“Tu, Mio”: il Perù tra realtà e le pagine di un libro
“Nicola mi ha insegnato il mare senza dire:si fa così!”; lessi questa frase nel volo tra Roma-Madrid e subito capii che mi avrebbe aiutata durante tutto il campo.
Quel libro che presi in aeroporto fu solo l’inizio di quello che poi incontrai a Trujillo.
Era il mio primo campo con la LMS nonostante i tanti anni in CVX e nel MEG, ero contenta finalmente di affacciarmi anche su questa realtà.
Continuai a leggere il libro, potevo sentire gli odori e le voci, vedere i colori tra le righe in bianco e nero. Fissai a lungo quelle righe e come in un sogno mi trovai tra le strade di Lima. Intorno a me una realtà diversa da quella in cui son sempre vissuta: montagne di sabbia su cui sembrano solo poggiare alcune case di mattoni colorati di giallo, rosa, verde e vicino distese di “baracche” fatte di canna e paglia, rette da un gioco di equilibri e appese ai nostri sospiri.

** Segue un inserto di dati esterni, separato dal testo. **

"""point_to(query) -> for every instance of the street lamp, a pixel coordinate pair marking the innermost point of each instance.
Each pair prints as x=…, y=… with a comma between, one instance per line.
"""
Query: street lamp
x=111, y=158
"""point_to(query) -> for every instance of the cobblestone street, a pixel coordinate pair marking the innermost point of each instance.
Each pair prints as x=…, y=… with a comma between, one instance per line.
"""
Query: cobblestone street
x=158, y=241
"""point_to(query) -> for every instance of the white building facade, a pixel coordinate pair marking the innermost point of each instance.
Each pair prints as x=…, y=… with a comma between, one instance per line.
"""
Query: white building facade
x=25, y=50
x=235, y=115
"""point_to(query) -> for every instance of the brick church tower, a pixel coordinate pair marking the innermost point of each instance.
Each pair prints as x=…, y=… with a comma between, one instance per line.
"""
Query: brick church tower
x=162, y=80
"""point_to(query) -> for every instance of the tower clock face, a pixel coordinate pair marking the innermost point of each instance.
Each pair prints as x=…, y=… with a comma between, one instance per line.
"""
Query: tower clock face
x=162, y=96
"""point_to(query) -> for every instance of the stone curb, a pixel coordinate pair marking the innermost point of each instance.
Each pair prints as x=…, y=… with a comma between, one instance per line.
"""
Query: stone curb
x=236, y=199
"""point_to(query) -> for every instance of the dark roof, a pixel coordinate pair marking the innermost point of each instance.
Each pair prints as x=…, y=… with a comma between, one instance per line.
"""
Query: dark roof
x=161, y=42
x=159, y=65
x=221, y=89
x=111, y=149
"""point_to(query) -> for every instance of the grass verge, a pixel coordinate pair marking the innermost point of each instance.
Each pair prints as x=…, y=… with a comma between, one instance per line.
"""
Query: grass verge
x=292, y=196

Camminai tra la polvere e piano piano visi curiosi cominciarono a guardarmi amichevolmente, alcuni bambini si misero a giocare con me facendomi sentire parte di una realtà così lontana. Provai un forte fastidio nel vedere, quasi accanto, un quartiere ricco di palazzi, locali sul mare e le persone ben vestite; quel contrasto entrò nel mio cuore mettendolo in guerra con me stessa.

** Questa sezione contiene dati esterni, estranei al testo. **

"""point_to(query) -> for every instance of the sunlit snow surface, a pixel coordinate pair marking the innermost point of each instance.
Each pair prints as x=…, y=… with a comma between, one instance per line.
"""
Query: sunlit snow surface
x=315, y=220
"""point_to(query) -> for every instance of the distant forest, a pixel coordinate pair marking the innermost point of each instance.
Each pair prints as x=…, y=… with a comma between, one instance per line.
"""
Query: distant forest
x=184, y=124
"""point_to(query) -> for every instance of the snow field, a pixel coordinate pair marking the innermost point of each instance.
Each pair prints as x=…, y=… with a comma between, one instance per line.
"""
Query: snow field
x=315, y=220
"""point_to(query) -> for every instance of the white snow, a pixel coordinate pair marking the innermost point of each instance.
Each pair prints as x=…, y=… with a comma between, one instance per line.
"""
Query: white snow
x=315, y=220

La battaglia che sentivo dentro mi accompagnò tra il deserto che mi portò fino a Trujillo. Lì l’incontro con Judith e il CAEF, le sue parole di benvenuto furono il primo passo per far cessare quella lotta che sentivo dentro.
I primi giorni furono complicati: le difficoltà con la lingua, il dolore sul volto delle mamme, la povertà davanti agli occhi e non più letta tra le righe. In quel momento tornò la frase del libro nella mia mente: avevo tutto davanti ma nessuno mi diceva nulla, eppure stavo già imparando tanto.
La prima cosa che ho imparato è stata la forza della condivisione col gruppo: tutti noi vivevamo forti emozioni, le stesse difficoltà che ci hanno poi unito. Condividere il bello e il brutto di ognuno di noi ci ha permesso anche di chiedere aiuto e di scoprire quanto fosse importante potersi sostenere a vicenda, arricchirsi delle nostre emozioni così simili e così diverse allo stesso tempo.
Pian piano in me son entrate tante cose: l’amore dei bambini, le loro storie, la forza delle madri e la determinazione degli operatori. Son entrata in punta di piedi nelle loro vite e loro mi hanno spalancato tutte le porte; mai avrei immaginato tanta fiducia non solo verso la mia persona ma anche verso le mie competenze professionali. Quest’aspetto si è mescolato tanto nel mio lavoro al CAEF, mi ha permesso di sperimentarmi e di sentirmi veramente capace di dare qualcosa di utile e di importante a chi poi tutto l’anno spende la propria vita per un sogno d’amore.
Sono tante le immagini che mi porto dietro: i volti e gli abbracci dei bimbi, le lezioni nelle classi, le preghiere, le condivisioni, i giochi e la piscina, le partite di pallavolo, le lacrime, le paure, la polvere, i cani randagi. Potrei stare ore su ogni piccolo particolare. Ma se penso a questo mese in Perù, vedo in me una crescita personale a tutto tondo: vedo una ragazza che sceglie di vivere la sua vita non più tra i dolori e i rimpianti su ciò che avrebbe potuto fare ma che sente una grande serenità e gioia che la portano a dire GRAZIE per quello che ha e che ha avuto in passato. E questo grazie lo dice non più tra le lacrime ma col sorriso ma non per questo con meno emozione.
Questa ragazza si porta dentro un percorso soprattutto di Fede, perché lì dove ha sentito più male non è rimasta sola ma ha trovato delle risposte e una grande consolazione, trasformando il suo dolore in qualcosa di sereno e soprattutto libero.
Quella stessa ragazza è ora di nuovo sull’aereo che da Madrid la sta riportando a Roma, sta leggendo il suo bel libro ed ecco che nuovamente viene colpita: “Il segreto di Caia mi era stato offerto in dono, visto con i miei pensieri non l’avrei acquistato”.
Chiuso il libro capì che quell’esperienza era entrata dritta dentro di lei e presto avrebbe sentito profondamente il desiderio di non perderla ma farla crescere e testimoniarla.